Hay que enterrar el ecosistema pujolista

El catalanismo político nació con el Memorial de Greuges de 1885, dirigido al entonces rey Alfonso XII. Este es el punto de partida de este movimiento, que, después de múltiples vaivenes, ahora cumple 130 años. El masón Valentí Almirall, que ha sido injustamente arrinconado por la historiografía oficial, fue su principal teórico y propulsor. En el nomenclátor de Barcelona, el verdadero «padre de la patria» de la Catalunya contemporánea sólo tiene dedicada una plazoleta en el distrito de Sant Martí, prueba de esta injusta marginación.

Desde 1885 hasta la actualidad, el catalanismo político se ha nutrido de varias aportaciones e influencias: el catolicismo, el republicanismo masónico, el carlismo, el liberalismo, el fascismo, el socialismo, el comunismo, el trotskismo, el anarquismo, el maoísmo, el ecologismo… También ha tenido numerosos referentes geopolíticos: el modelo del Imperio austro-húngaro, la independencia de Cuba, la revolución soviética, la independencia de Irlanda, el fascismo italiano, el nazismo alemán, las guerras de liberación anticolonial del Tercer Mundo, la secesión de las repúblicas bálticas, la partición de Chequia y Eslovaquia, la desmembración de la antigua Yugoslavia y, singularmente, el caso de Kosovo, etc.

Por lo tanto, no hay sólo «un» catalanismo político. Hay muchas formulaciones e interpretaciones de este anhelo profundo que condensó el Memorial de Greuges, todas ellas exploradas y estructuradas en varias épocas por partidos políticos y corrientes intelectuales. Una de las ramas del árbol plantado por Valentí Almirall es el pujolismo, surgido en la década de los años 60 del siglo pasado, que podríamos definir como una mezcla de catolicismo, liberalismo y affairismo, con ramalazos fascistoides. El actual presidente en funciones de la Generalitat, Artur Mas, es el heredero de esta estirpe de poder que ha dirigido Catalunya desde el 1980, con el paréntesis de siete años de los gobiernos Tripartitos.

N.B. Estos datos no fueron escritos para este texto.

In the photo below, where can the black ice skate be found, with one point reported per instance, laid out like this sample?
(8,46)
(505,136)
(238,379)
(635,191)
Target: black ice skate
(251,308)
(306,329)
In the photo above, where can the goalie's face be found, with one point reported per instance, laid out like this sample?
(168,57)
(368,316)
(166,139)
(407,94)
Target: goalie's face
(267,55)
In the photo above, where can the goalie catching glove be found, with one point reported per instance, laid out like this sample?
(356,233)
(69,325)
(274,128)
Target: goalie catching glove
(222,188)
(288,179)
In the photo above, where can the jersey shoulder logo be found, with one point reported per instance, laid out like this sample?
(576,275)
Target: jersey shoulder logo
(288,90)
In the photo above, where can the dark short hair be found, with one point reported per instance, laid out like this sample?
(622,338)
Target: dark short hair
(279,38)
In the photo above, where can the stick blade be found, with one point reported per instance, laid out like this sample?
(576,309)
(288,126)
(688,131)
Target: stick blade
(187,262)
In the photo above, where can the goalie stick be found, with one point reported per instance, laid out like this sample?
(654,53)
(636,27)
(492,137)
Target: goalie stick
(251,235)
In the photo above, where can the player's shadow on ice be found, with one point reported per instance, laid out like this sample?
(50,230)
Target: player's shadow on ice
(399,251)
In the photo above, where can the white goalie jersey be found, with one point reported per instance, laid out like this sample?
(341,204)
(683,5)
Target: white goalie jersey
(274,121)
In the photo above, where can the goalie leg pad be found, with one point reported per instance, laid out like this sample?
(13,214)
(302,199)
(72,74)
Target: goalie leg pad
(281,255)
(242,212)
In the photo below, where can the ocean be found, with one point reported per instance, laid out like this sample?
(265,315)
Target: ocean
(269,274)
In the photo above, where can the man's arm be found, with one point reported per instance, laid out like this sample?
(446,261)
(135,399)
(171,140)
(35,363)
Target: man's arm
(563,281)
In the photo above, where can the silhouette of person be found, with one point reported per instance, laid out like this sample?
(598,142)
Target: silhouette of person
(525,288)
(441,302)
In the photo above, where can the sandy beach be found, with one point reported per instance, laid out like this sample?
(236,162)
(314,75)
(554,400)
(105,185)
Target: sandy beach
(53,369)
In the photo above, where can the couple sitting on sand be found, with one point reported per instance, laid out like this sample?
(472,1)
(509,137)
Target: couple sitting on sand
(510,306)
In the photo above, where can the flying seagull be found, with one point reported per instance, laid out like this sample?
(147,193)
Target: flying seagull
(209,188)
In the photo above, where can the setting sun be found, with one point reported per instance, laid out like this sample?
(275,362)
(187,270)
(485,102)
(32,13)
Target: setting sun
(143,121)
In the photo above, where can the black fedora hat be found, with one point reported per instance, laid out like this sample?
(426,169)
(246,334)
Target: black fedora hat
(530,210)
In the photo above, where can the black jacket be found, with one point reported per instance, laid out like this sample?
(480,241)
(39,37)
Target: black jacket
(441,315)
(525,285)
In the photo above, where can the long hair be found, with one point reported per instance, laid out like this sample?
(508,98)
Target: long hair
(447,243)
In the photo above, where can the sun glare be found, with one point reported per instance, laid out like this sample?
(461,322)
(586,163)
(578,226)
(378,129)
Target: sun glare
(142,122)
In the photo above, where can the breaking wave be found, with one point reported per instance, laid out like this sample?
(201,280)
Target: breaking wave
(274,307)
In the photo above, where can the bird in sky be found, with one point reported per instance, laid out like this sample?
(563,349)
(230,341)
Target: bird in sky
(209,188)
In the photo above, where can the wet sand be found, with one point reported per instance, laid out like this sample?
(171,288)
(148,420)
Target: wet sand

Estos días se ha querido comparar el consejo de guerra y el fusilamiento del presidente Lluís Companys, en 1940, con la imputación del presidente Artur Mas por el Tribunal Superior de Justicia de Catalunya (TSJC) por la organización de la consulta participativa del 9-N. Obviamente, establecer este paralelismo es una aberración y un insulto a la inteligencia. Lluís Companys procedía de la rama masónica, republicana y sindicalista del catalanismo. En cambio, Artur Mas es un político que entronca directamente con el liberalismo y el affairismo pujolista. No en balde, en sus inicios en la Generalitat se le consideraba un «hombre de Prenafeta».

De la imputación de Artur Mas por el TSJC el único supuesto que tiene sustancia es la malversación de recursos públicos destinados a la organización del 9-N. En un país flagelado por la crisis y los recortes, tirar el dinero de la Generalitat en happenings es una inmoralidad inaceptable. Pero en este procedimiento Artur Mas sólo se juega las penas de inhabilitación para ejercer un cargo público y un año de prisión, que, en todo caso, nunca cumplirá. Lluís Companys fue juzgado por rebelión militar, condenado a muerte y ejecutado. La diferencia entre uno y otro es abismal y no admite comparación posible. ¡No frivolicemos!

El Parlamento surgido de las urnas del 27-S es un rompecabezas sin solución de continuidad. La alianza de Junts pel Sí se explica porque el actual líder de ERC, Oriol Junqueras, es, en esencia, un hijo del pujolismo, que bebe de la tradición católica y liberal del catalanismo y no hace ascos al affairismo. Nada que ver con otros referentes históricos del viejo partido republicano, como Lluís Companys o Josep Tarradellas. En nombre de la independencia no todo vale.

En Catalunya es hora de enterrar el ecosistema pujolista, del cual Artur Mas y Oriol Junqueras son exponentes y tributarios. Este es el gran reto y la obligación prioritaria que tiene el catalanismo político del año 2015: pasar página del estilo mesiánico instaurado por Jordi Pujol, que engendró un régimen asquerosamente corrupto, y abrir una nueva etapa donde todas las opciones –autonomismo, federalismo e independentismo- puedan convivir y debatir racionalmente. Ni Catalunya nació con Jordi Pujol ni Catalunya se acaba sin Artur Mas. Todo empezó con Valentí Almirall y vale la pena releer, de vez en cuando, el Memorial de Greuges para saber de dónde venimos y dónde estamos… para decidir por dónde queremos ir.